The photos of Joe Andruzzi lifting a female Boston Marathon victim to safety should not surprise anyone who knows Joe Andruzzi, or any of the Andruzzi boys for that matter, sons of Staten Island. Their father was a policeman. Joe’s three brothers — Billy, Jimmy and Marc — are firefighters.

“My boys love to help people,” Joe’s mother, Mary Ann, once said.

How ironic that this time, it was the one son who was not called upon to rush to 9/11’s Ground Zero who rushed to Boston’s Ground Zero Monday to help people. Joe Andruzzi, who won three Super Bowls with the Patriots lives in North Attleboro, Mass., and the foundation that bears his name sponsors a team each year at the Boston Marathon. Andruzzi was at the finish line when hell broke loose, and his own marathon immediately began — his race to save lives.

Joe Andruzzi, now 37, was at the dentist when 9/11 turned worlds upside down — paralyzed with fear for hours at the thought of Jimmy (Engine 5 on East 14th Street) marching up the North Tower through the inferno and the choking black smoke on his first day on the job.

When he and his firehouse brothers reached the ninth floor, Jimmy’s pal Derek Brogan began experiencing chest pains.

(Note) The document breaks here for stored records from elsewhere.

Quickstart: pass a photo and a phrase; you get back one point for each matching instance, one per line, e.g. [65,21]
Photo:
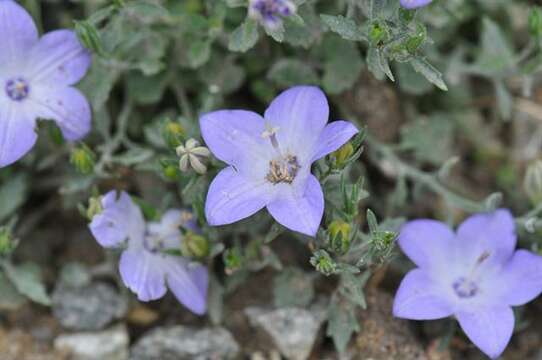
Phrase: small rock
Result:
[383,337]
[182,342]
[110,344]
[142,315]
[88,308]
[293,330]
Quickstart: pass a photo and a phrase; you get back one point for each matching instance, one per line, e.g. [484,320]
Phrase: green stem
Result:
[427,179]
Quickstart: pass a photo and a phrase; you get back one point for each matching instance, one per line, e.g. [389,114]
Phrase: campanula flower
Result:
[270,159]
[36,78]
[145,265]
[270,12]
[414,4]
[473,274]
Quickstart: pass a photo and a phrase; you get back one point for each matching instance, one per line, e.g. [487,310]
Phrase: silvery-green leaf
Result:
[346,28]
[244,37]
[12,194]
[429,71]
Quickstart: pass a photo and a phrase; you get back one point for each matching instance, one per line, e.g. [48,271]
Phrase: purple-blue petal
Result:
[189,283]
[235,137]
[144,273]
[58,58]
[67,106]
[428,243]
[301,211]
[18,33]
[17,134]
[300,113]
[492,233]
[420,297]
[333,137]
[414,4]
[232,197]
[490,328]
[120,220]
[521,279]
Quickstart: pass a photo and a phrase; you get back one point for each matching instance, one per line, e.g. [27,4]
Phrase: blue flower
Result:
[270,159]
[473,274]
[145,266]
[36,81]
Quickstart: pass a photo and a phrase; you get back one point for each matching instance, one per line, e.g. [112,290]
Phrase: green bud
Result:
[323,263]
[416,40]
[535,22]
[55,133]
[378,33]
[233,260]
[89,37]
[173,133]
[406,15]
[194,246]
[339,233]
[343,154]
[7,242]
[532,183]
[94,207]
[83,159]
[171,172]
[382,243]
[193,6]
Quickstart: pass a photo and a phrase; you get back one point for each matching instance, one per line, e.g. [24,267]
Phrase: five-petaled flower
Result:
[36,78]
[414,4]
[145,266]
[270,159]
[270,12]
[474,274]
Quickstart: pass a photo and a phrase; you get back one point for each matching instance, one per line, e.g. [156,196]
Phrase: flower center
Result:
[154,243]
[17,89]
[465,288]
[283,169]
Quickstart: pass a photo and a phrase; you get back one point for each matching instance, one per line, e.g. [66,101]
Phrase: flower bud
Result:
[416,40]
[83,159]
[323,263]
[535,22]
[532,182]
[7,242]
[339,233]
[171,172]
[94,207]
[173,133]
[343,154]
[378,33]
[233,260]
[192,154]
[194,246]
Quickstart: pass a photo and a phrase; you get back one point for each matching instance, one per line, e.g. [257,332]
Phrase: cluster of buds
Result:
[192,154]
[270,12]
[532,183]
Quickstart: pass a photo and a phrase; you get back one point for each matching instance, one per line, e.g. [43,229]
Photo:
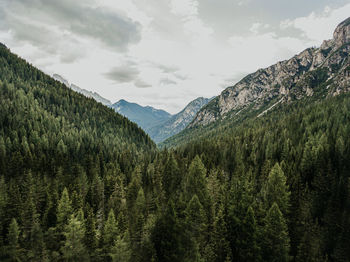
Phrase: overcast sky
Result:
[163,53]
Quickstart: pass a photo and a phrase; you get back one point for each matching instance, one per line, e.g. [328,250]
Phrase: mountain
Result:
[177,122]
[145,116]
[85,92]
[285,81]
[51,126]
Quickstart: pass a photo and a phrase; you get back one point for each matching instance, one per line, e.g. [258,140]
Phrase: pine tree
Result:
[249,249]
[90,238]
[13,248]
[275,190]
[3,202]
[171,177]
[37,245]
[196,222]
[219,243]
[73,248]
[276,240]
[121,250]
[64,210]
[195,184]
[110,232]
[167,237]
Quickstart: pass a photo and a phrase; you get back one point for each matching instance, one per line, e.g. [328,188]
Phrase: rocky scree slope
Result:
[315,71]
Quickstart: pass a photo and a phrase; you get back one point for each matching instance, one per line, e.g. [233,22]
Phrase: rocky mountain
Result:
[145,116]
[323,71]
[177,122]
[85,92]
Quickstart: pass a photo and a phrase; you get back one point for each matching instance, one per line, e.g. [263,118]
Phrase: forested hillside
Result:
[79,182]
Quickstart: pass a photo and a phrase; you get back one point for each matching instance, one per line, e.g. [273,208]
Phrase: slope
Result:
[316,73]
[45,125]
[177,122]
[146,117]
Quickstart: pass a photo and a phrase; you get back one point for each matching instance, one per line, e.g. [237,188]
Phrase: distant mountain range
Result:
[177,122]
[146,117]
[85,92]
[312,75]
[158,123]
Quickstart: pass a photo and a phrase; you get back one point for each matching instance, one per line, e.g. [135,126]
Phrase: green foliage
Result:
[276,240]
[13,248]
[73,248]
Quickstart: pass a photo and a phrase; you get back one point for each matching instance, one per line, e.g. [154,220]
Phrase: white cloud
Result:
[317,27]
[178,56]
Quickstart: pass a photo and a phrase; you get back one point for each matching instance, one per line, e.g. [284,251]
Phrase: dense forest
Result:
[79,182]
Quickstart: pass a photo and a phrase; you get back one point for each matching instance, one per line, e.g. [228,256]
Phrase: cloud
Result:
[168,69]
[123,74]
[167,81]
[64,26]
[142,84]
[317,27]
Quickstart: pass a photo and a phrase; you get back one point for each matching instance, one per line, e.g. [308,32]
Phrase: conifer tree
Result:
[37,245]
[73,248]
[64,210]
[90,238]
[13,248]
[110,231]
[249,249]
[195,183]
[171,177]
[121,250]
[276,240]
[196,222]
[275,190]
[219,243]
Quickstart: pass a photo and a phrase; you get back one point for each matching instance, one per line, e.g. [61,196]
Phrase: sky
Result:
[163,53]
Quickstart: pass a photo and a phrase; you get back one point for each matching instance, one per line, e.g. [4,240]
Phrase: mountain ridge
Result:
[83,91]
[280,79]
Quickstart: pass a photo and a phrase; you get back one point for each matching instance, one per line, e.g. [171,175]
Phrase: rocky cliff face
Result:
[327,67]
[177,122]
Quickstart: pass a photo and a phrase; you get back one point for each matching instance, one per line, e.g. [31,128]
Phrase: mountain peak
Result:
[342,33]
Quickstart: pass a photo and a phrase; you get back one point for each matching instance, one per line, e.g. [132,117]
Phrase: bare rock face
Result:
[291,79]
[341,34]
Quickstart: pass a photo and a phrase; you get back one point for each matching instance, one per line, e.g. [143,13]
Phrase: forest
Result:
[79,182]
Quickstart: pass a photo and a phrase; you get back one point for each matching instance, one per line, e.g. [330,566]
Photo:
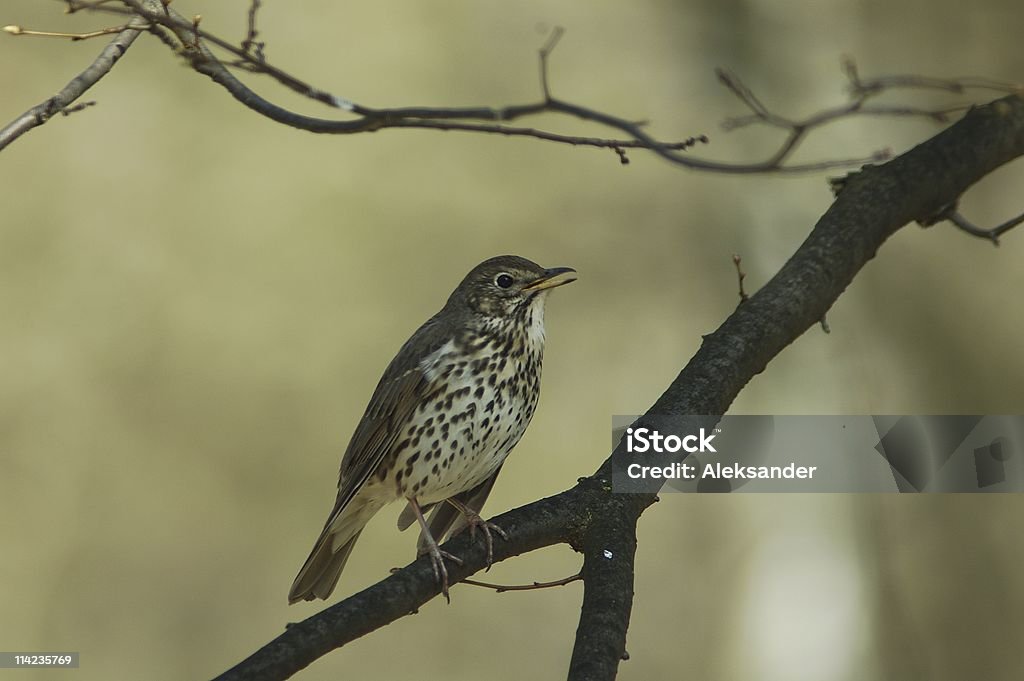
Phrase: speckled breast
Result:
[487,386]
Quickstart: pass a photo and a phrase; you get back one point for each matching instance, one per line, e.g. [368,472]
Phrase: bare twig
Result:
[740,275]
[40,114]
[991,235]
[195,44]
[501,588]
[18,31]
[250,45]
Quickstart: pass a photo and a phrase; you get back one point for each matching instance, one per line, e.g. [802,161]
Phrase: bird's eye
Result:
[504,281]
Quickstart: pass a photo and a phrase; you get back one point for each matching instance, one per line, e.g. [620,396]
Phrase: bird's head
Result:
[508,286]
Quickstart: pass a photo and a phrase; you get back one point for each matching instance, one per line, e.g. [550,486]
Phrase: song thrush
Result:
[449,409]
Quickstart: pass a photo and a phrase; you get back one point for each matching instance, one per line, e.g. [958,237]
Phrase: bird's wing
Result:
[403,386]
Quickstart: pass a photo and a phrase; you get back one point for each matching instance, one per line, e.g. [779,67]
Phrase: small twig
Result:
[68,111]
[60,101]
[500,588]
[250,44]
[18,31]
[740,275]
[549,47]
[991,235]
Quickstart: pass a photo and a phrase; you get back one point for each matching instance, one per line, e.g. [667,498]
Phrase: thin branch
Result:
[502,588]
[740,275]
[250,45]
[101,66]
[18,31]
[991,235]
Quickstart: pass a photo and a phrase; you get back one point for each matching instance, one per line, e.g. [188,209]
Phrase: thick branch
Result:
[871,206]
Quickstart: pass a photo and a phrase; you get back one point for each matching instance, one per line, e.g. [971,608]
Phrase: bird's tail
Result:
[321,571]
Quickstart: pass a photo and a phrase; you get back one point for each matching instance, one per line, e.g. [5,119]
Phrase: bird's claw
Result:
[474,521]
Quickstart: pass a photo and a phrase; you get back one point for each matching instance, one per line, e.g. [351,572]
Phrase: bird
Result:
[450,408]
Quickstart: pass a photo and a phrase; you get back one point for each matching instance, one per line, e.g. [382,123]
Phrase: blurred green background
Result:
[196,304]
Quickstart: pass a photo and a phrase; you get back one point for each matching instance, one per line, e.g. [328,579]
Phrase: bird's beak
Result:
[551,278]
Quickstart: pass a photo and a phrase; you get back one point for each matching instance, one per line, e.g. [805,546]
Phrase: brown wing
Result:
[400,390]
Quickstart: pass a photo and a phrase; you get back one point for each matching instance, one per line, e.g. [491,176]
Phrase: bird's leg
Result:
[474,520]
[436,555]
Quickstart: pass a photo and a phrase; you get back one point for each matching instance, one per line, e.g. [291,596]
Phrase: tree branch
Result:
[870,206]
[187,39]
[42,113]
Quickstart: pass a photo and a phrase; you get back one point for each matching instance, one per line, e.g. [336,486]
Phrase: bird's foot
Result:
[473,520]
[437,557]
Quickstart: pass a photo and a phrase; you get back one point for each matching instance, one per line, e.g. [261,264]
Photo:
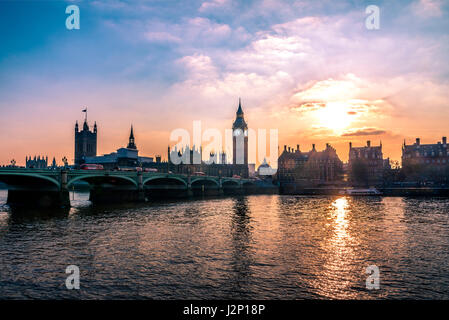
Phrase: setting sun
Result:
[335,116]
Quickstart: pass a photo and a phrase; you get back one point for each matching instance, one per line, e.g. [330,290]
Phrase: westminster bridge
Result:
[46,187]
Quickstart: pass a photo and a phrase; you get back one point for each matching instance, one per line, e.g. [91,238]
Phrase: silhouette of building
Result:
[36,162]
[311,168]
[426,163]
[85,142]
[429,155]
[239,138]
[124,157]
[366,164]
[190,160]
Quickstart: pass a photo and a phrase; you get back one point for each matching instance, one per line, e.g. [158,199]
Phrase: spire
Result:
[131,143]
[239,122]
[239,110]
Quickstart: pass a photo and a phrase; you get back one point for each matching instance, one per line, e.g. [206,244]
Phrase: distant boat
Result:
[361,192]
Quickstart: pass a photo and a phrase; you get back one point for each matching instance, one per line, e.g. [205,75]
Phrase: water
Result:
[254,247]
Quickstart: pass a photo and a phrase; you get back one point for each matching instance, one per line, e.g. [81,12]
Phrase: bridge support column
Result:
[220,188]
[140,189]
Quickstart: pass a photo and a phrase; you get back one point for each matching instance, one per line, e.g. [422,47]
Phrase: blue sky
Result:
[308,68]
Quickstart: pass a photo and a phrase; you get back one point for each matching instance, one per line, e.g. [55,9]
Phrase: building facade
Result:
[366,165]
[36,162]
[240,138]
[85,143]
[312,168]
[426,162]
[123,158]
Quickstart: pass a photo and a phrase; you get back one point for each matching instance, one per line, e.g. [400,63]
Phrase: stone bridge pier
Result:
[30,191]
[50,188]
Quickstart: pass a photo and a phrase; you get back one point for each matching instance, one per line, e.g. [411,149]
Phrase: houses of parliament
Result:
[86,152]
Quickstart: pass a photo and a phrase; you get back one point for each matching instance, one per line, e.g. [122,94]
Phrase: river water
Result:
[253,247]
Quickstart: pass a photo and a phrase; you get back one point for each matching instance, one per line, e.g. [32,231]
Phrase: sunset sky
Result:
[310,69]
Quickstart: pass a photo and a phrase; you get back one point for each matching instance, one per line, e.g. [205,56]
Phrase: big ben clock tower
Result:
[240,138]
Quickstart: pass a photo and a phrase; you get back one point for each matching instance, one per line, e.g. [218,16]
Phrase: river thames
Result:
[253,247]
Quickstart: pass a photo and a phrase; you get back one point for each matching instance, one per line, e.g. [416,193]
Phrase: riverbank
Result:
[391,192]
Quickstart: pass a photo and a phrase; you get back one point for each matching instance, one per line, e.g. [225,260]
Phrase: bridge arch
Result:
[205,179]
[161,177]
[88,177]
[16,178]
[230,182]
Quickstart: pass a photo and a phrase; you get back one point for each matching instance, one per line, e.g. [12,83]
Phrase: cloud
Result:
[214,4]
[428,8]
[364,132]
[161,37]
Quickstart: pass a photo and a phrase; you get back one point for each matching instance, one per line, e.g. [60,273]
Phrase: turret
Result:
[131,144]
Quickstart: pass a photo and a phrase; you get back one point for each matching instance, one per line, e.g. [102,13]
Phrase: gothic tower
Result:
[239,138]
[85,142]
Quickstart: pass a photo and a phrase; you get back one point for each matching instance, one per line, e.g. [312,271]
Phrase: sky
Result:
[310,69]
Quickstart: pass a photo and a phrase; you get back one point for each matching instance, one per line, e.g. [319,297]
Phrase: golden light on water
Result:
[338,268]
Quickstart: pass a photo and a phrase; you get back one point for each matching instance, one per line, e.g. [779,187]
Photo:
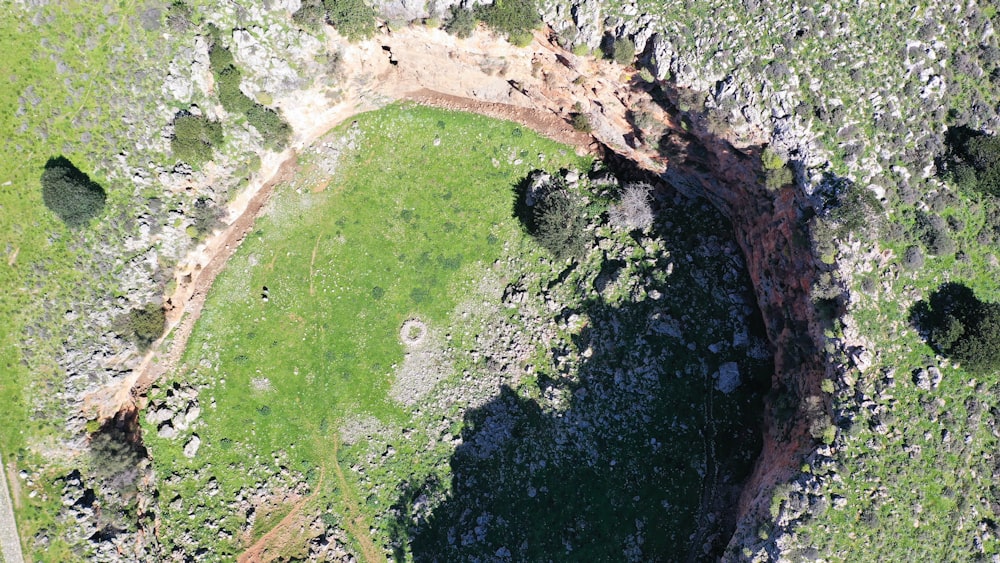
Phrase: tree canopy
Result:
[69,193]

He kept climbing anyway, to the 23rd floor, when the chest pains intensified — it turned out to be a muscle strain — and they began taking him down the stairs.

On the 27th floor, the South Tower crumbled, and their lieutenant, Bob Bohak, ordered everyone else down and out. They got to the fourth floor, where a man they didn’t know pointed the way to safety through the smoke. Forty-five seconds after Jimmy Andruzzi had made it out, Tower 1 was rubble.

Twelve days later — the night Mo Lewis knocked out Drew Bledsoe and the Tom Brady Era began — the Patriots and Jets played for the first time since the terrorist attacks. Joe Andruzzi, a young Patriots guard, led his team to the sideline, waving two American flags before trotting out to the 50-yard line to join his brothers for the pregame ceremony.

“The image of Joe Andruzzi leading the team out to the field, and then running to join his brothers, is something I’ll never forget,” Patriots owner Robert Kraft told the Boston Herald after the Patriots went on to win Super Bowl XXXVI, which Joe’s brothers watched from a Superdome suite. “I don’t think everybody really knows what Joe’s brothers had been through. … We have to go on living. That’s why that Jets game was so important. Because America came back that day.”

Andruzzi and his brothers all wore No. 63 Andruzzi jerseys at the Patriots’ preseason finale against the Giants in 2011, and were part of the 10th anniversary tribute at the Jets’ 2011 season opener vs. the Cowboys.

Andruzzi’s foundation was hosting an event on Boylston Street, close to the second explosion. He and his wife Jen were greeting runners near the finish line at the time of the first explosion.

Joe Andruzzi found himself back in the news Monday after a photo of the former Patriots guard carrying a woman away from the Boston Marathon blast area was widely circulated on the Internet.

Andruzzi’s three brothers were first responders during the 9/11 attacks on the World Trade Center. His connection to another American tragedy is surreal, but he dismissed the notion that he committed a heroic act.

“I am definitely not a hero,” Andruzzi told The Boston Globe, “I am just a bystander, and that led to my help. Many heroes that I look upon are people like my three brothers that are running into burning buildings when others are running out.

]“Explosions are going off and they are driving their cars down Boylston (Street) right into the heart of the scene. They are the people that don’t care about their safety and are worried for other people’s safety and survival.

“I turned and saw three young women carrying somebody on their back,” he said. “I ran over, and that’s the picture you saw. I told them, ‘Let me help.’ Scooped her up, and I remember them yelling at the cameraman, ‘Stop taking pictures of my mom.’ I know we were down by Newbury (Street), and walked her down the block and to an ambulance.”

America will come back again. And always will, because men like Joe Andruzzi never stop standing at Ground Hero.